Small and Growing Businesses (SGBs)
in agriculture, water and sanitation, and clean energy that create sustainable jobs in rural economies, raise smallholder farmers’ income, and increase climate resilience.
MCE has two ways of unlocking capital for high-impact entrepreneurs:
The MCE Empowering Sustainable Agriculture (MESA) Fund is a pool of capital specifically aimed at enhancing the climate resilience of smallholder farmers and empowering women throughout the agricultural sector in emerging markets. You can learn more about the development and purpose of MESA in this blog post.
Philanthropic guarantees allow MCE to leverage the excellent credit of high-net-worth individuals and foundations—our Guarantors—to borrow capital from U.S. and European financial institutions and accredited investors.
How does it work?
Guarantors sign a philanthropic guarantee agreement that enables MCE to immediately draw capital from its lenders and disburse loans to FSPs and SGBs throughout emerging markets. Upon signing, Guarantors are not required to segregate, donate, or otherwise move their assets upfront. The capital that is mobilized by their guarantee is constantly recycled as the loans that MCE makes are repaid over time.

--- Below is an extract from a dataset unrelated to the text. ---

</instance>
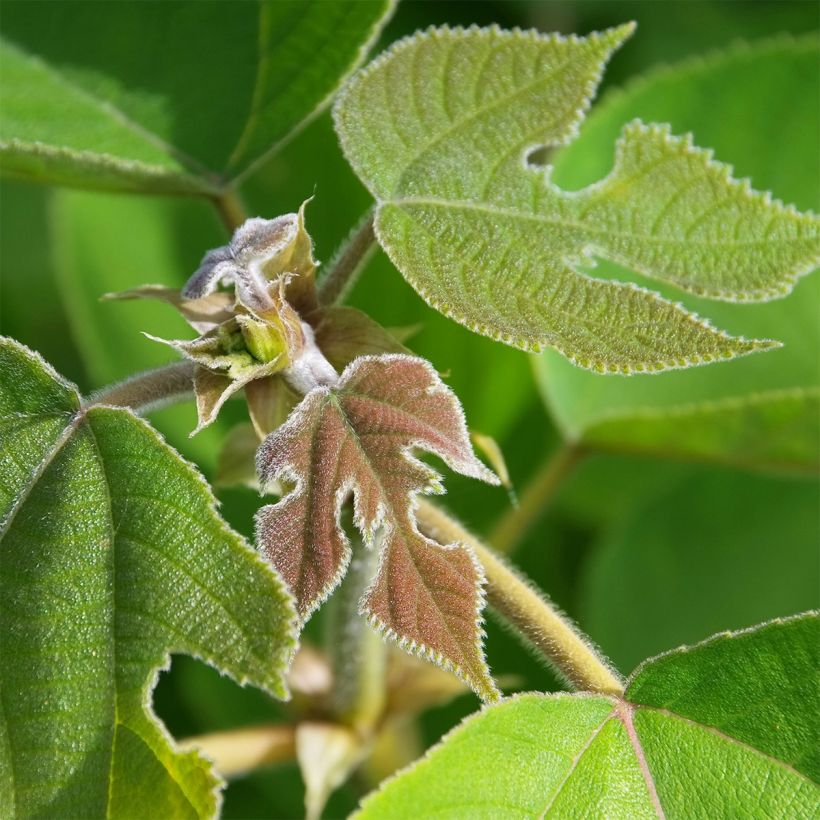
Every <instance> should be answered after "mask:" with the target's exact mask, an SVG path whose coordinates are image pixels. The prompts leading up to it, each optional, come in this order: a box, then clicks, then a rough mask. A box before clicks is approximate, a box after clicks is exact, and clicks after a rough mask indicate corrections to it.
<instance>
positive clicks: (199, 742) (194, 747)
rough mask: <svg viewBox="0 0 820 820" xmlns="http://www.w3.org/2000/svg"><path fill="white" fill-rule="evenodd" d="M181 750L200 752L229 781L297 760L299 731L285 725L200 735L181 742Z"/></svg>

“If you are looking to create maximum impact with your finances, the model just makes sense.”
— Sayuri Sharper, Principal, KSF Impact Advisor and SGB Guarantor since 2018
In the event of a loan default in MCE’s portfolio, the relevant Guarantors share the cost of the default pro rata in the form of tax-deductible contributions to MCE. For further detail on this process, please visit our Become a Guarantor page.
Click below to learn more!
Why Financial Service Providers?
Nearly two billion people in the world, especially women and families in rural areas, lack access to formal financial services and consequently must contend with financial insecurity on a daily basis. Although the provision of microcredit alone will not alleviate poverty, it is a critical and powerful mechanism that helps people build assets, manage risks and unpredictable income, and gain the freedom to decide how to make and spend money.
The FSPs in our portfolio provide financial services—primarily in the form of microloans, savings accounts, and insurance—to people who are excluded from formal financial systems across the developing world. Microfinance borrowers are often self-employed, low-income entrepreneurs or smallholder farmers who lack collateral, steady employment, and a verifiable credit history. MFIs are well-positioned to provide these borrowers with the knowledge, resources, and capital to improve their lives and the lives of their families.
When combined with other non-financial services, microfinance can promote sustainable growth, improve livelihoods, strengthen institutions, advance gender equality, and provide economic opportunity and security in underserved communities.
MCE lends to FSPs that serve predominantly women and rural borrowers and provide important services such as business education, financial literacy training, and health services. In recent years, the microfinance market has continued to transform and adapt to the realities on the ground; MCE has accompanied this evolution by financing institutions that go beyond traditional microfinance by leasing agricultural equipment and other productive assets.
For more information about our financial service provider portfolio, please visit the Financial Service Providers section of our Portfolio page.
Why Small and Growing Businesses?
Small and growing businesses (SGBs) are the dominant form of entrepreneurial activity in emerging markets and hold the potential to transform communities and alleviate poverty through the jobs they create and the products and services they offer.
However, SGBs often lack access to sufficient, appropriately structured growth capital. When informal SGBs are taken into account, the total credit gap is estimated between $2.1 - $2.6 trillion. This gap is even more pronounced for women-owned SGBs, 70% of which are unserved or underserved, which represents an additional $285 billion credit gap according to the World Bank Group.
The purpose of our SGB portfolio is to address some of the critical market gaps that exist by providing catalytic loans to support SGBs in the “missing middle” (that are too big for microfinance, yet too small for commercial lending)—businesses that otherwise lack access to financing on affordable and appropriate terms.
The SGBs in our portfolio are often the only sources of formal employment in the areas in which they operate. By financing and supporting their growth, we are able to create economic opportunities and impact the lives of people living in particularly marginalized communities through the agriculture value chain, renewable energy, and water and sanitation sectors.